Se mira al espejo y ve a alguien que no reconoce. No recordaba esas facciones que le devuelven la mirada. Se siente como si estuviera en un cuerpo que no le pertenece, que dejó de hacerlo hace mucho más que sólo un par de años.

Jamás pensó que regresarían al mundo que los vio nacer. Con el paso del tiempo incluso había dejado de extrañar la normalidad que dejaron atrás, más allá del farol. Logró acostumbrarse a que los animales le hablaran cuando se topaba con ellos, a que los árboles fueran en realidad extrañas criaturas en las que jamás se hubiera atrevido a creer.

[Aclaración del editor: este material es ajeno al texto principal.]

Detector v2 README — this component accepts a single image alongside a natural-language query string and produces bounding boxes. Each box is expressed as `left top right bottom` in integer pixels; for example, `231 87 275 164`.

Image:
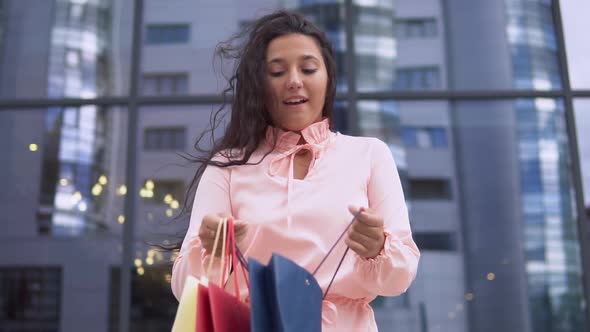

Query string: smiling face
266 34 328 131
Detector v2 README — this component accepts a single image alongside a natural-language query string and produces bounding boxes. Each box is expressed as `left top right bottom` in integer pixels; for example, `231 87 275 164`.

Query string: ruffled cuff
355 231 391 272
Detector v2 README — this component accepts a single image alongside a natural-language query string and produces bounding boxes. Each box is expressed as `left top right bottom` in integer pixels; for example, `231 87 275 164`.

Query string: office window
109 266 178 332
401 126 448 148
395 18 438 39
141 73 188 96
140 180 185 208
0 267 61 332
145 24 190 45
143 127 186 151
414 232 457 251
395 67 441 90
410 179 452 200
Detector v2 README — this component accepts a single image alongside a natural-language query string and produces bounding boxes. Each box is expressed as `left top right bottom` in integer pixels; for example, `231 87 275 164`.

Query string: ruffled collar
266 119 336 226
266 118 333 152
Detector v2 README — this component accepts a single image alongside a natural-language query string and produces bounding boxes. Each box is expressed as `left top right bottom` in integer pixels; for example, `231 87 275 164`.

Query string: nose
287 70 303 90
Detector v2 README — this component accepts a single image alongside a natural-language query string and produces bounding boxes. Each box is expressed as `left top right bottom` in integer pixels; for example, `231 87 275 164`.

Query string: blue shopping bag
247 213 358 332
248 254 322 332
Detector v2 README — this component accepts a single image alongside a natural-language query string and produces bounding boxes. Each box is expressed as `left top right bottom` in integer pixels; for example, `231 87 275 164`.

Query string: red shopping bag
196 219 250 332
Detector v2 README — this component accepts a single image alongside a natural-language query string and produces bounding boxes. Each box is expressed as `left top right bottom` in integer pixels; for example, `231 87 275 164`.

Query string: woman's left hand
345 206 385 258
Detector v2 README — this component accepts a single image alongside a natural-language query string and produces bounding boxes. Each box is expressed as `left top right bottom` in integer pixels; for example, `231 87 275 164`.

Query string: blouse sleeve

Hasta logró acostumbrarse a ser rey, a que le pidieran consejos, a que respetaran su autoridad e hicieran órdenes sus deseos.

En los primeros años, intentaba mantener en sus recuerdos su mundo de origen, desde el clima o los paisajes, hasta cosas más pequeñas como el beso que su madre le daba todas las noches antes de dormir o los juegos con sus hermanos en la casa del profesor. Pero cuando se dio cuenta de que, por mucho que lo intentara, había ciertos lugares, ciertos rostros, ciertas voces que no era capaz de traer a la memoria, optó por intentar borrar todo por completo, concentrarse en el mundo en el que ahora estaba viviendo y dejar el otro atrás para evitar futuras frustraciones. Así pasaba semanas, a veces meses enteros sin pensar en su pasado, en aquello que en Narnia ya no existía.

Y ahora están de vuelta en aquel mundo que dejó de ser su hogar hace muchísimos años, hace tantos que hasta el aire que respira le huele a nuevo, a diferente.

Se toca la barbilla, le parece raro no encontrar en ella la barba de dos días que tenía antes de atravesar el ropero. Mira sus manos y las nota lisas, suaves. No tiene ninguna de las tantas cicatrices con las que los años en Narnia pretendían dejar su huella en él. Y pasa por su cabeza la idea de que quizás sea imposible dejar esa huella, que así como los años en Narnia lograron borrar su infancia en la Tierra, quizás en unas cuantas décadas más, Narnia será sólo un sueño difícil de recordar. Se promete luchar para que eso no ocurra, para que ninguno de ellos olvide que hay todo un reino esperando que vuelvan.

Edmund está preocupado. En la Tierra, ellos son sólo cuatro niños insignificantes, con toda una vida por delante, es verdad, pero sin nada que hacer hoy; en cambio, en Narnia los necesitan. Narnia se ha quedado sin reyes y Edmund teme que eso signifique la ruina de todo lo que le importa, de todo lo que, con el transcurso de los años, ha aprendido a amar.

Hace ya una semana que están de regreso, una semana en la Tierra, por supuesto: no tienen cómo saber cuánto tiempo ha pasado en Narnia. Y en esos días llevan más tiempo en el cuarto del ropero que en cualquier otro lugar de la casa. A veces hablando de lo que les puede venir ahora, otras en silencio, cada uno perdido en sus recuerdos, y otras muchas atravesando el bosque de abrigos de piel, esperando encontrar al otro lado ramas y nieve y no el duro fondo de madera del armario. Y comienzan a resignarse, porque no consiguen lo que quieren, porque querer no siempre es poder.